Very pleased about this!!


----------



## 1927 (Nov 22, 2010)

llantwit said:


> Just got my 2 e-tickets!
> Very pleased about this!!


 
Bastard!


----------



## Clint Iguana (Nov 22, 2010)

llantwit said:


> Just got my 2 e-tickets!
> Very pleased about this!!


 
well you would not have had them were it not for me - you owe me one of them !

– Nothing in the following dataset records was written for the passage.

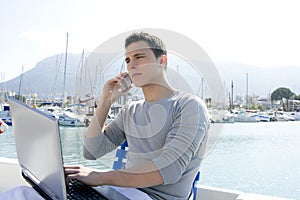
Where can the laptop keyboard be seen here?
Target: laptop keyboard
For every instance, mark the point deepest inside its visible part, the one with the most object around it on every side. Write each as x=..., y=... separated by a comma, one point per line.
x=77, y=190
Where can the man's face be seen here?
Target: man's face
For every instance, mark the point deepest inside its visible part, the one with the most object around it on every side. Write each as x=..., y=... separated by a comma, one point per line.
x=143, y=67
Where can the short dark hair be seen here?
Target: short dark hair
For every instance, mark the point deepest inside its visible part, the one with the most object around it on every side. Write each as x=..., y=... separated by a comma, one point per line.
x=156, y=44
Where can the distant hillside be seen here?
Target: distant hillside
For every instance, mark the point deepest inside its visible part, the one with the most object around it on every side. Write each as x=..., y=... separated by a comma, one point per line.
x=46, y=78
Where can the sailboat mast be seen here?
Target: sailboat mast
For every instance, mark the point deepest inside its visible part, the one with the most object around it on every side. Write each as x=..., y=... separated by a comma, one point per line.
x=65, y=71
x=247, y=97
x=20, y=83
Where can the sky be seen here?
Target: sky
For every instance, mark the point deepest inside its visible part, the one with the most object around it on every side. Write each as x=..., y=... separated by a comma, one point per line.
x=263, y=33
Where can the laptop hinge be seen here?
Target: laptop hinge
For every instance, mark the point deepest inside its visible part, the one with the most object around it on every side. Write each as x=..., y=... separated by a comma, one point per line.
x=39, y=186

As it happens, not a massive fan so good luck to you comrade


----------



## 1927 (Nov 22, 2010)

Clint Iguana said:


> well you would not have had them were it not for me - you owe me one of them !
> 
> As it happens, not a massive fan so good luck to you comrade


 
I was thinking excatly the same!

Gutted I didnt get any as Mrs27 is a massive massive fan and we missed the Newport gig.


----------



## llantwit (Nov 23, 2010)

Cheers Clint.
Will enjoy with gusto.


----------



## Clint Iguana (Nov 23, 2010)

llantwit said:


> Cheers Clint.
> Will enjoy with gusto.


 
who is this gusto character? is he a fan as well?


----------



## llantwit (Nov 26, 2010)

My Mexican mate.
Big Manics fan.


----------



## Clint Iguana (Nov 30, 2010)

OOOOOPS! its off


----------



## llantwit (Dec 2, 2010)

Postponed! Not off.
They told me I'd still have first refusal once an alternative date has been agreed.
Is that shorthand for "We'll never re-arrange this, forget it loser"?









X Crosses fingers


----------



## skylarking (Dec 2, 2010)

No, it's definitely rearranged for the 27th Jan. Hope you can make it... if not contact me immediately and I will provide numerous crates of spices and camels in exchange! Ho hum...


----------



## 1927 (Dec 2, 2010)

I didnt get tickets for this and Mrs27 was working anyway, but I have a very good chance of getting in for the rearranged date,, so will tell Mrs27 to book date off.


----------



## Clint Iguana (Dec 3, 2010)

postponed due to illness, but i understand they are still doing _Britain's strictly pop factor_ or some such thing on Saturday


----------



## ddraig (Feb 21, 2011)

prog about this on bbc1 Wales at 10.35 tonight


----------



## Throbbing Angel (Feb 21, 2011)

SKY channel 972 if anyone needs to know


----------



## KingG (Mar 2, 2011)

Wow are they still around?


----------



## 1927 (Mar 3, 2011)

If you know the right people in Urbanland ALL Manics gigs are free!lol


----------



## Clint Iguana (Mar 8, 2011)

download the gig here


----------



## friedaweed (Mar 9, 2011)

Clint Iguana said:


> download the gig here


 
Ta very much


----------